E-Commerce Elastic Search Engineering EuroPython Messaging and Job Queues (RabbitMQ/Redis/...)

See in schedule: Fri, Jul 30, 13:45-14:15 CEST (30 min) Download/View Slides

In the current technology era, all kind of applications work on data. Data is used to represent a set of information. The healthcare apps, e-commerce apps etc works on data. Sometimes, this data needs to be get updated to reflect new changes across the platform. This action can be performed manually but what if platform data is getting updated in realtime or let’s say in every 1 hour? Such kind of problem can be solved by implementing a service based on Producer Consumer model.

In this talk, I will be covering how Producer Consumer models work and how such design pattern can be implemented with Python.
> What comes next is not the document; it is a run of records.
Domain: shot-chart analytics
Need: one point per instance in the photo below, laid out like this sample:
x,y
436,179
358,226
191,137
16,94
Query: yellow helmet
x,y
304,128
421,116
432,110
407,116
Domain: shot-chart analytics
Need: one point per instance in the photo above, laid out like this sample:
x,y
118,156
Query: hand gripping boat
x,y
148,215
I will be explaining the whole implementation process using other tools such as Kafka as data streamer and Elasticsearch as data store.

Talk Outline:

1. Problem Statement (2 mins)
1. Introduction to problem statement.

2. Introduction to Producer Consumer Model (3 mins)
1. Basics of Producer Consumer Model
2. Applications

3. Deep-dive explanation of Producer Consumer model using example (5 mins)
1. Elasticsearch
2. Kafka

4. Explaining parts of our Producer Consumer model (5 mins)
1. What kind of data are we updating in our data store?
2. Why it’s a high performance solution?
3. Implementation in Python as end-to-end framework.
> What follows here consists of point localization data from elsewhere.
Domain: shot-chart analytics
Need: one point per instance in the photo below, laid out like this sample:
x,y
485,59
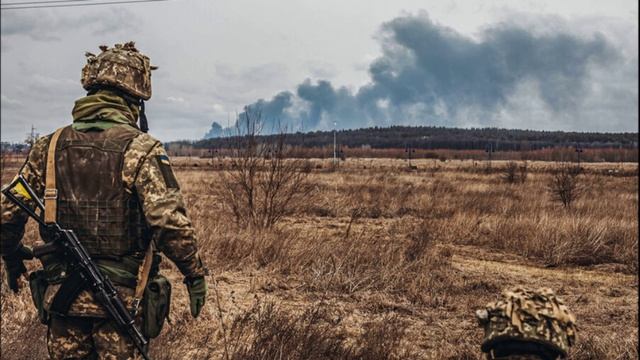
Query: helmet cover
x,y
122,67
528,316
5. Code walkthrough (5 mins)
1. Produce data
2. Stream data
3. Consume data

6. Conclusion and Learnings (5 mins)
1. Learnings
2. Performance Pros and Cons

7. Q/A Session (5 mins)

Target Audience - Beginner / Intermediate

Proposal Section - Web based Systems

Prerequisites - Python & System Design

Type: Talk (30 mins); Python level: Beginner; Domain level: Intermediate


Harshit Prasad

Grofers

Harshit Prasad is a Software Engineer at Grofers - India’s largest online grocery shopping platform. He is an avid programmer who is passionate about code, design, and technology. Harshit is an open-source contributor and worked with many organizations such as HackerRank, CERN in the past. He has been a Google Summer of Code student two times in 2017 and 2018. When Harshit is away from work - he likes to play badminton, write blogs, help people on StackOverflow. He loves traveling and photography.